Seja como for, em três horas morreram mais soldados do que em 13 anos de guerra colonial em três frentes, noutra guerra igualmente idiota. Aniceto Afonso e Carlos de Matos Gomes contabilizam, de 1961 a 1974, nas três frentes, 4027 mortos em combate. O resto, até ao total 8290, foram acidentes de viação (1480), acidentes com armas de fogo (785) e causas indeterminadas (1998). Manoel de Oliveira e Manuel Alegre, entre outros, já traçaram o paralelismo entre as duas desgraças. É curioso o paralelismo, mas mais curioso é comparar o número de baixas para se constatar a dimensão da idiotice sebástica. Em apenas 3 horas! E nem se calcule a relação das baixas com os efectivos gerais da população, porque então a dimensão da tragédia é quase apocalíptica! Como é que este idiota pode ainda ser objecto de admiração e ser elevado ao estatuto de símbolo nacional?

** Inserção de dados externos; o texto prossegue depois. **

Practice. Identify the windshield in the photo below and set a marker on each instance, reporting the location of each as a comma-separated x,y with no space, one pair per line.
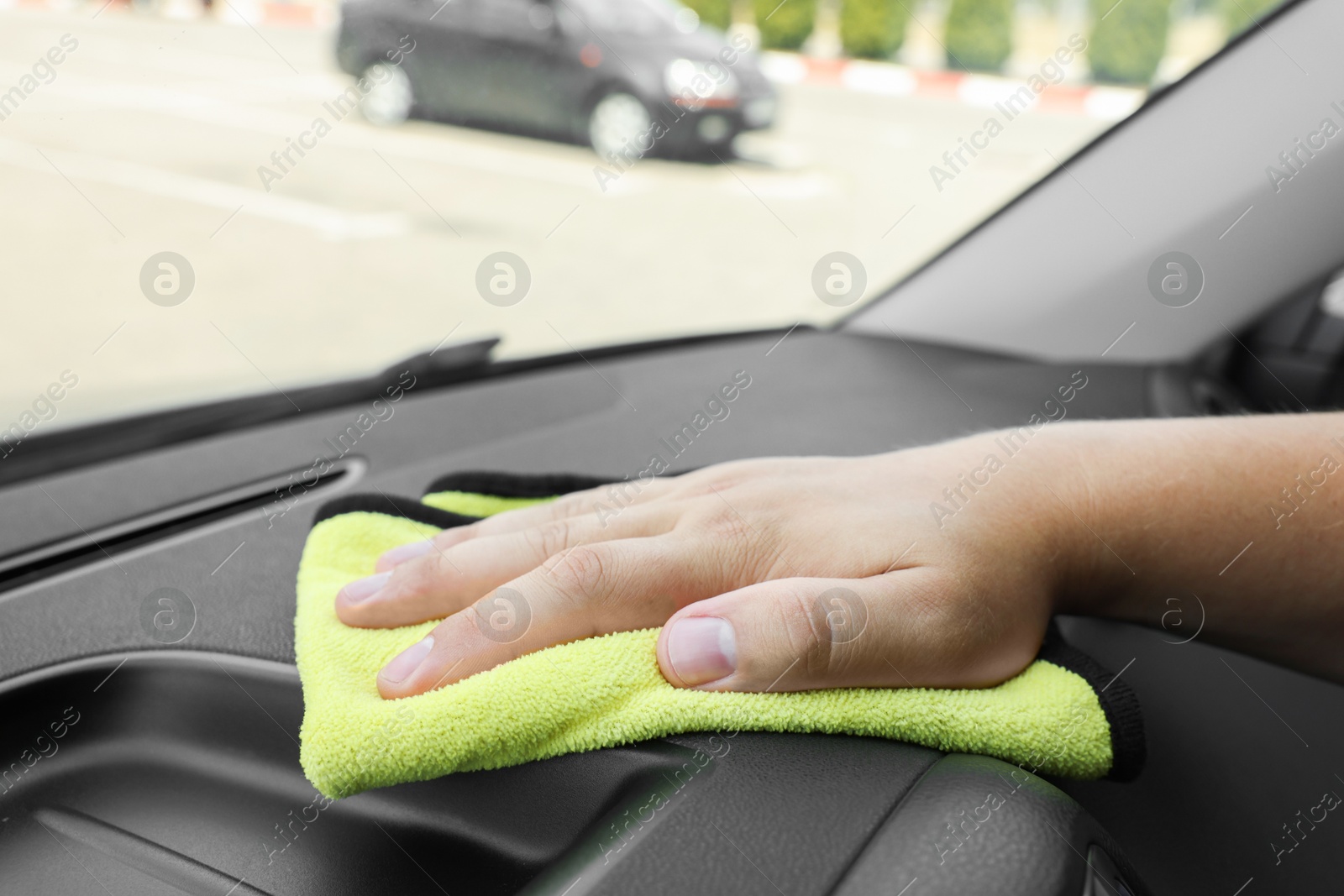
207,199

No fim da batalha, as descrições são horríveis. O saque foi miserável. Os corpos entraram em putrefacção acelerada, devido ao calor tórrido. Das montanhas desceram os salteadores que se apossaram dos cadáveres. Despiram-nos, profanaram-nos, sentenciavam com um golpe de misericórdia os feridos suplicantes que não tinham valor para o resgate ou que estavam moribundos. Capturavam os feridos ligeiros ou valiosos. Foi uma orgia bárbara de sangue, indignidade e crueldade, por entre o cheiro da pólvora e da vergonha. O responsável tem nome. Foi um, exclusivamente: O idiota que ali vedes retratado pelo pincel de Cristóvão de Morais.